How do you look at trades and decide what to do? What’s a good set-up for you?

Well, I’m primarily a trend follower, but I have three rules. The first rule is “A good trade is a hard trade.” The second rule is that I want to fade the short-term trend against the longer-term trend.

Why?

Invariably, before the market goes up—especially in the morning—before the market goes up, it goes down first. It goes down to the orders. 

The professionals would rather die than chase the market, so they will bid it, and they will bit it fairly low.  Anybody that panics has to get out of the bid. 

So invariably, before the market goes up, it goes down first. Many people believe that there’s somebody out to get them, but in fact that’s rubbish. It’s just professionals doing their job. 
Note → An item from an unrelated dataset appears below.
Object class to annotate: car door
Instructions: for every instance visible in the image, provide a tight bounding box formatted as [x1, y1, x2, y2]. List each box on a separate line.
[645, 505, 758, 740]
If you’re Goldman Sachs and you bid the market and you control a considerable amount of liquidity in the market, the market will go to the orders.

And your third rule?

The third rule is that I want to put my entries where the masses put their stops. 

Most people will put their stops in very predictable places. If you’re an institutional trader, your job is to generate the liquidity to get in to the position. You just can’t press the button like us, so invariably, the market makers will not know where the stops are or they couldn’t be bothered to find out.

They know that most people will put their stop a tick or two below the last low, and invariably, the market will go to where the obvious stops are over and over and over again. 

So rule number three is where I want to put my entries after the obvious stops. The next time you’re going to put a trade on, just think “Where would I put my stop?” Just as you think that, pick something heavy up from your desk and smack it around your head! 

Rather than putting the order in, put the order in where you would have put your stop and just watch how many times the market goes to that.